First time out with my brand new Golden Age Arms Company
flintlock longrifle.
Everything that I describe taking place happened on a wooden bench rest.
I was nearing the end of our shooting session, with a real good, quarter-sized, 4-shot group going at about 85 yards, the total length of that public shooting range.
In my haste to get off the last shot in the 5-shot group I made what could have been a fatal mistake.
I was completely self-taught, learning what little I knew from black powder handbooks and issues of Muzzle Blasts.
I did not own a powder horn or flask.
I did, however have an adjustable brass powder measure.
I had collected a variety of empty cartridge cases, wrapped coat hanger wire around the extractor grooves, brazed them into place with my father's oxy-acetylene torch, and formed a loop at the ends ot the wires to make a variety of powder dippers.
I had poured more than half of a 1 pound can of FFFg DuPont black powder into a plastic, 3" or so diameter, screw top jar.
After determining approximately how much powder that the .45 caliber Douglas barrel liked using the powder measure, we started using the home-made dipper closest to the charge that the powder measure indicated.
It was just easier, that way.
On the last shot of that 5-shot group I neglected to do two things.
The first was to snugly screw the lid all of the way onto the plastic jar, something that I had done for ALL of the previous shots.
The second thing was to move the closed jar of powder out of the way of the touch hole.
In my enthusiasm at what was the best shooting of my life up to that moment, I left the lid to the jar loosely sitting atop the jar with no threads engaged. I also left the loosely-topped jar directly in the line of fire from the touch hole.
You can all guess what happened next.
I pulled the trigger, and I knew with absolute certainty, that the fifth shot went exactly into the hole in the target made by the previous 4 shots.
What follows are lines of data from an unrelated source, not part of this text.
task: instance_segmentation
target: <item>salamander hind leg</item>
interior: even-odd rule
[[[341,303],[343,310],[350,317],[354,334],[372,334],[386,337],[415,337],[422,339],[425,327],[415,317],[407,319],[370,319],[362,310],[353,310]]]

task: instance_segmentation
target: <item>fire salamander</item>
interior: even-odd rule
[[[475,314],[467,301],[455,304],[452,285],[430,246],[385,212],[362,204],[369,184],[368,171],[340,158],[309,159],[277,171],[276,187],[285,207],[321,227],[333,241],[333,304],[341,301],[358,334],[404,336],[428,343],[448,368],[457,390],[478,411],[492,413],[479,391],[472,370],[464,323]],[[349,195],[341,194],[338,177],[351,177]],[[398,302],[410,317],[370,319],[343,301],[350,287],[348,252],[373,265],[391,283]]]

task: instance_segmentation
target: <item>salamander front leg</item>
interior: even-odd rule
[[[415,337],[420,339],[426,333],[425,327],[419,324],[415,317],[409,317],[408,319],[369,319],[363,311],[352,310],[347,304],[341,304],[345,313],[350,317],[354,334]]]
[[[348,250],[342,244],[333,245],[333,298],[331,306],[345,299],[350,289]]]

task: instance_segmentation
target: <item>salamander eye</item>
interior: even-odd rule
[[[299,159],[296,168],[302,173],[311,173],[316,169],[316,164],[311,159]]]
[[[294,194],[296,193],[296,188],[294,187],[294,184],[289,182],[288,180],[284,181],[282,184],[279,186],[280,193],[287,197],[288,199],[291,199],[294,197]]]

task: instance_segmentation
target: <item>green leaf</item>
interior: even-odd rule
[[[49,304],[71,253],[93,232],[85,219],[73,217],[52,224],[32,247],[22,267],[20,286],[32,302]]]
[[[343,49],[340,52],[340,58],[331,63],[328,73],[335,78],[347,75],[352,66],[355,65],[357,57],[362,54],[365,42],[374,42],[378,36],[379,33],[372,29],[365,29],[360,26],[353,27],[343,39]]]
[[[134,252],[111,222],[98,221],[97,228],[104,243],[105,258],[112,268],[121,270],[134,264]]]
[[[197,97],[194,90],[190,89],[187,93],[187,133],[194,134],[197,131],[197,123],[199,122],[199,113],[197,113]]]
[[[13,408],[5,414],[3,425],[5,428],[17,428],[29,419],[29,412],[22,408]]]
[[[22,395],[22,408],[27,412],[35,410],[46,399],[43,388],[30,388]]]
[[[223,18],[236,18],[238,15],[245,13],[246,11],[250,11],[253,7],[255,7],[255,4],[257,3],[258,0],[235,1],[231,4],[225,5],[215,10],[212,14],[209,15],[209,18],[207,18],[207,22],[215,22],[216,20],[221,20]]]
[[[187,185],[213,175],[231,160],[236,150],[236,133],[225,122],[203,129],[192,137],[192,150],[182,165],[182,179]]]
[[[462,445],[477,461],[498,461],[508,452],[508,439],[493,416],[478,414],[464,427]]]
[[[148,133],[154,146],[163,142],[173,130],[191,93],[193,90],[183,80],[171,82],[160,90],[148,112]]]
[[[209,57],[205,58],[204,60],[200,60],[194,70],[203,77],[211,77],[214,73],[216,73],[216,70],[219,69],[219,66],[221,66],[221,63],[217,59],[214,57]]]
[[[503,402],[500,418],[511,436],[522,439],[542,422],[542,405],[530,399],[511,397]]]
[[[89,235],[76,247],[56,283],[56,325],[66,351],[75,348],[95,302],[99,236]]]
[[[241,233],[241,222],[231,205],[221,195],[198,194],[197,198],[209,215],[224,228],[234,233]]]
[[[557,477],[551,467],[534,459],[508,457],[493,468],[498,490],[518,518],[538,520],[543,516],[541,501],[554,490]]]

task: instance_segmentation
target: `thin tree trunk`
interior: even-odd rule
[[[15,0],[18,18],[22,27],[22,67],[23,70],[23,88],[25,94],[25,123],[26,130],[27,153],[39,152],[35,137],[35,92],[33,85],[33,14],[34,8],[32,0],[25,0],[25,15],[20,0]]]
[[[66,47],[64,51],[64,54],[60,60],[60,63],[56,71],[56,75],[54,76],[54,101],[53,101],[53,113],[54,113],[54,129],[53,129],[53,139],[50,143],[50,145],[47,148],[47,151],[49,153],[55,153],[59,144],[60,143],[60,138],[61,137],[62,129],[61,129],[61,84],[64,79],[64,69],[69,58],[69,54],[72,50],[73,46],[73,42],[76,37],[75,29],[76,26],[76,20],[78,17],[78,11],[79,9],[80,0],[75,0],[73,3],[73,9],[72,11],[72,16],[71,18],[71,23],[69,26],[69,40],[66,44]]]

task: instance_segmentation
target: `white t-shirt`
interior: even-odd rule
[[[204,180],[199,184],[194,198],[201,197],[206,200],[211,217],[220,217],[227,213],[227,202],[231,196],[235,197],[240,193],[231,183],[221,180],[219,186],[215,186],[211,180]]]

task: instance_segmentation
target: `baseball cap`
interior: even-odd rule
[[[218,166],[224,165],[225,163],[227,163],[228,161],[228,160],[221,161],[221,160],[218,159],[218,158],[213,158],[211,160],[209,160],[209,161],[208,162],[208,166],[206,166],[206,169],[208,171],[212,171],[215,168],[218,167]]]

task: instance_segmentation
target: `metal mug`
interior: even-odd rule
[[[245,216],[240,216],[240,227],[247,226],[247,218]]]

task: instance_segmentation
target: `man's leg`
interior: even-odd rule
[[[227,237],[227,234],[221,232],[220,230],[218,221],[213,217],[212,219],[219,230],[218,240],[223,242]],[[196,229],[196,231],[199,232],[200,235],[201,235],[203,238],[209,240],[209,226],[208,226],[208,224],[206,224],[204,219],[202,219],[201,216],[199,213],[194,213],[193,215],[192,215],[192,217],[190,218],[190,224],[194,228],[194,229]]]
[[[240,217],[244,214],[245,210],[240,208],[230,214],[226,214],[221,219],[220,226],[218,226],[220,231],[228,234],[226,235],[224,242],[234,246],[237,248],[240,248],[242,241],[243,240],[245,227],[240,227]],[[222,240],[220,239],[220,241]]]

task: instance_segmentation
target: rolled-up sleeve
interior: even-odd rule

A millisecond later, the balance of the powder remaining in that blue plastic jar ignited in a tremendous whoosh!!!!
The flames burned off all of the hair on my right forearm that was facing the flames.
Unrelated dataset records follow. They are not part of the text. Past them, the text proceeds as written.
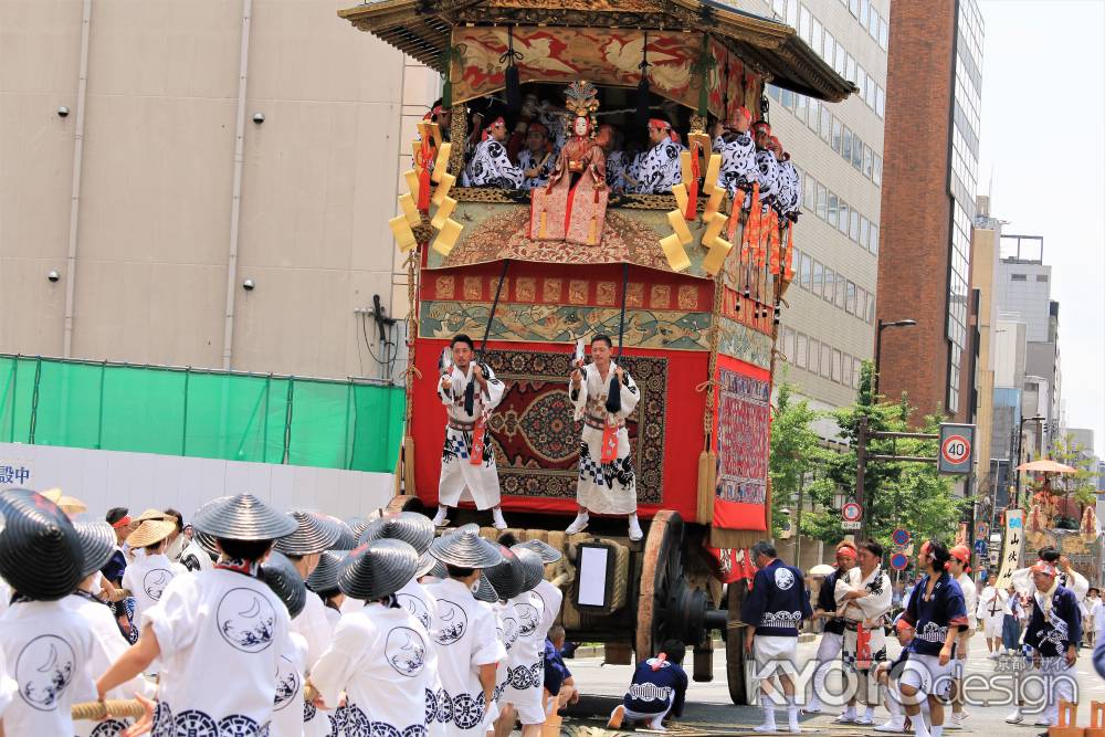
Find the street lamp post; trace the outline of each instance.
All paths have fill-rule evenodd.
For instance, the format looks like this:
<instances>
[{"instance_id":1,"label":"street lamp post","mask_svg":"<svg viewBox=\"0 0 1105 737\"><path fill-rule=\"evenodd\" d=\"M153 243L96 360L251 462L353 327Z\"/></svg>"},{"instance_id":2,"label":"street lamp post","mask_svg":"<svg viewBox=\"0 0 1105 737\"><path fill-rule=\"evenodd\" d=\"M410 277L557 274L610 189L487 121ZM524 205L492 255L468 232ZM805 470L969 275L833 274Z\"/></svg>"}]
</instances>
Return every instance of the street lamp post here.
<instances>
[{"instance_id":1,"label":"street lamp post","mask_svg":"<svg viewBox=\"0 0 1105 737\"><path fill-rule=\"evenodd\" d=\"M1036 414L1035 417L1021 418L1021 424L1017 429L1017 463L1013 465L1013 473L1017 474L1017 491L1013 493L1013 508L1015 509L1021 505L1021 472L1018 471L1018 466L1021 465L1021 451L1024 450L1024 423L1025 422L1043 422L1048 418L1042 414Z\"/></svg>"},{"instance_id":2,"label":"street lamp post","mask_svg":"<svg viewBox=\"0 0 1105 737\"><path fill-rule=\"evenodd\" d=\"M878 324L875 327L875 377L872 381L872 394L875 401L878 401L878 359L883 352L883 330L888 327L913 327L917 324L915 319L901 319L894 320L893 323L884 323L883 318L878 318Z\"/></svg>"}]
</instances>

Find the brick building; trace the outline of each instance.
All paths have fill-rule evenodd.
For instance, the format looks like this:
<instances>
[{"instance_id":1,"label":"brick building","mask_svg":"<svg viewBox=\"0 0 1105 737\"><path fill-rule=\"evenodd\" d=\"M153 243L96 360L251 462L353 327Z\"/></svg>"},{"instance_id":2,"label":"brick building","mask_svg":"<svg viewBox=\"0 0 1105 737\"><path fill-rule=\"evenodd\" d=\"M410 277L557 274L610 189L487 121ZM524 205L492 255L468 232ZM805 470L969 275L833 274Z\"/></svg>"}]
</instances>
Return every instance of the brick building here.
<instances>
[{"instance_id":1,"label":"brick building","mask_svg":"<svg viewBox=\"0 0 1105 737\"><path fill-rule=\"evenodd\" d=\"M886 72L876 317L880 389L925 414L971 414L970 242L982 19L975 0L895 3Z\"/></svg>"}]
</instances>

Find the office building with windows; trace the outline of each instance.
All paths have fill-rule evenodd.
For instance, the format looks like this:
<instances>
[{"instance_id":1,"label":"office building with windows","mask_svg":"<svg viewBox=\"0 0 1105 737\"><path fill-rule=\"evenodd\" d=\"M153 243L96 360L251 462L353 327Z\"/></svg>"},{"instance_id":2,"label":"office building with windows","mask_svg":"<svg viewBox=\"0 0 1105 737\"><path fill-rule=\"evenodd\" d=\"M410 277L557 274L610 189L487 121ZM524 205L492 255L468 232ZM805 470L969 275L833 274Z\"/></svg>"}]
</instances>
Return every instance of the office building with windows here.
<instances>
[{"instance_id":1,"label":"office building with windows","mask_svg":"<svg viewBox=\"0 0 1105 737\"><path fill-rule=\"evenodd\" d=\"M881 390L915 419L971 408L970 243L982 69L976 0L901 3L891 15L876 317Z\"/></svg>"},{"instance_id":2,"label":"office building with windows","mask_svg":"<svg viewBox=\"0 0 1105 737\"><path fill-rule=\"evenodd\" d=\"M886 109L886 0L743 0L744 10L792 25L859 88L823 104L768 86L775 135L802 175L794 282L779 350L786 380L827 409L855 399L872 357ZM780 378L780 380L783 380ZM828 434L834 434L825 428Z\"/></svg>"}]
</instances>

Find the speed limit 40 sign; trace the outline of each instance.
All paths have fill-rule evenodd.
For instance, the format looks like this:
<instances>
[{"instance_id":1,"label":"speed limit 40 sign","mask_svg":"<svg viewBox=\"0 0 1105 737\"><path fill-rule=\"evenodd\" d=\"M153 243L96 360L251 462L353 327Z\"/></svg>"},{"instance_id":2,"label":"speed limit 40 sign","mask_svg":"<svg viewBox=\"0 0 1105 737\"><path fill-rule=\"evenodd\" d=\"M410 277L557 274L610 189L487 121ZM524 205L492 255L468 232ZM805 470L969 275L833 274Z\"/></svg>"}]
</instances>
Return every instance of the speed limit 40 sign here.
<instances>
[{"instance_id":1,"label":"speed limit 40 sign","mask_svg":"<svg viewBox=\"0 0 1105 737\"><path fill-rule=\"evenodd\" d=\"M975 461L975 425L940 424L940 473L970 473Z\"/></svg>"}]
</instances>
This was 1972, and I had hair down to my shoulderblades, as well as a mustache and muttonchop sideburns.
I lost all of the facial hair on the right side of my face, about 70% of the mustache, all of my right eyebrow, and a lot of the long hair that was hanging on the right side of my face.
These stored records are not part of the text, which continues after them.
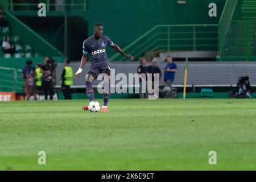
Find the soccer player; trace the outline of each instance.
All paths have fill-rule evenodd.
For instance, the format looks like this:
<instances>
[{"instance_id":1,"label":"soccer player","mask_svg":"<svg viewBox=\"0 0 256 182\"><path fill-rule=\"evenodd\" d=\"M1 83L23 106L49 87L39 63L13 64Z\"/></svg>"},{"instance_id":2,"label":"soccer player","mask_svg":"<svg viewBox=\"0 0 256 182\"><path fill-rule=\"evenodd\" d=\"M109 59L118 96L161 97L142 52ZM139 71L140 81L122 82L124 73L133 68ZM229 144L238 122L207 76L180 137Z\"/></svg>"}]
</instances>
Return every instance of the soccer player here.
<instances>
[{"instance_id":1,"label":"soccer player","mask_svg":"<svg viewBox=\"0 0 256 182\"><path fill-rule=\"evenodd\" d=\"M88 55L89 54L91 58L91 65L85 77L86 93L90 102L94 100L94 91L92 82L97 78L100 73L106 74L104 76L105 81L109 81L108 92L104 92L104 104L101 110L102 113L108 113L107 109L108 102L110 94L110 68L109 61L106 53L106 46L113 48L115 51L126 57L127 59L133 60L133 57L126 55L121 48L114 44L111 39L106 36L102 35L103 25L101 23L96 23L94 25L93 35L85 40L83 43L83 55L81 59L81 64L79 70L75 77L79 78L81 76L82 69L87 61ZM84 110L88 110L88 106L82 106Z\"/></svg>"}]
</instances>

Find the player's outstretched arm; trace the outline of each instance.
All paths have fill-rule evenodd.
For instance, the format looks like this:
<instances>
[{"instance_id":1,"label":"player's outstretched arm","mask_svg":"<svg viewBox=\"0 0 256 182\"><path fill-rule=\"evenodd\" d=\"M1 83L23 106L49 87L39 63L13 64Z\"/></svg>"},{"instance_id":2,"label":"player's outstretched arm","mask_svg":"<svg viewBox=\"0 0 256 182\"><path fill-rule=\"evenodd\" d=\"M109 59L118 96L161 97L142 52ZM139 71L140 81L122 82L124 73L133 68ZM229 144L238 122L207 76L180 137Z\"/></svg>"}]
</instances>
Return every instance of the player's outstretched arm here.
<instances>
[{"instance_id":1,"label":"player's outstretched arm","mask_svg":"<svg viewBox=\"0 0 256 182\"><path fill-rule=\"evenodd\" d=\"M133 60L133 56L129 55L126 55L123 51L123 50L122 50L122 49L120 48L120 47L119 47L118 45L114 44L114 45L113 45L112 47L117 52L118 52L119 53L120 53L121 55L123 55L123 56L126 57L127 58L128 58L129 59L130 59L131 60Z\"/></svg>"},{"instance_id":2,"label":"player's outstretched arm","mask_svg":"<svg viewBox=\"0 0 256 182\"><path fill-rule=\"evenodd\" d=\"M80 66L79 67L79 69L75 75L75 77L76 79L79 78L80 77L82 69L84 69L84 66L85 65L86 62L87 62L87 54L84 53L84 55L82 56L82 58L81 59L81 64Z\"/></svg>"}]
</instances>

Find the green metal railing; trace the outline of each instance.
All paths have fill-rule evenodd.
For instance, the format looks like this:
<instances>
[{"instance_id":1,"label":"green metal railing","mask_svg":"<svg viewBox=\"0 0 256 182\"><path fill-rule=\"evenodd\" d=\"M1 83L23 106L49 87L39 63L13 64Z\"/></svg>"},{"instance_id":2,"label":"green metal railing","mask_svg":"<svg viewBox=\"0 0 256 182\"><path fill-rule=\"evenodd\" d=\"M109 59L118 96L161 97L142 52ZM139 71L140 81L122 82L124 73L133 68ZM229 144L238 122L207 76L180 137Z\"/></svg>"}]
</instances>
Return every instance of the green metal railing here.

After the initial shock wore off, I lept to my feet screaming from the pain of first and second degree burns on my arms, neck, and face
I was holding my right wrist with my left hand as hard as I could possibly grip it to try and control the pain.
After several seconds of screaming and silence I realized I could not see anything, so I started shouting to my friend, "I'm blind, I'm blind".
He had gone off into the woods to urinate, and when he turned around as I started screaming all he could see was me looking like a circus clown with soot covering me from the crown of my floppy Australian hat down to the middle of my chest.
So he starts laughing like a hyena because of how I looked, while I continue to alternately grip my wrist silently and scream that I'm blind.
Eventually, he gets enough of a hold on himself to tell me that I am not blind, but my glasses are covered in soot.
I pull off my glasses, realize that I can see, and the pain REALLY ramps up..
Eventually, we get to the hospital, and the consequences of my neglect and stupidity result in the first and second degree burns where I previously described them; as well as having to have a surgeon clamp my head in a device to immobilize iit, while he removed a piece of unburnt powder from my right cornea.
End result was the only scar was the one on my cornea from me rubbing it before the surgeon removed the powder particle.
REALLY, REALLY LUCKY, in retrospect!!!!
And, I still have a flinch whenever I shoot a flintlock.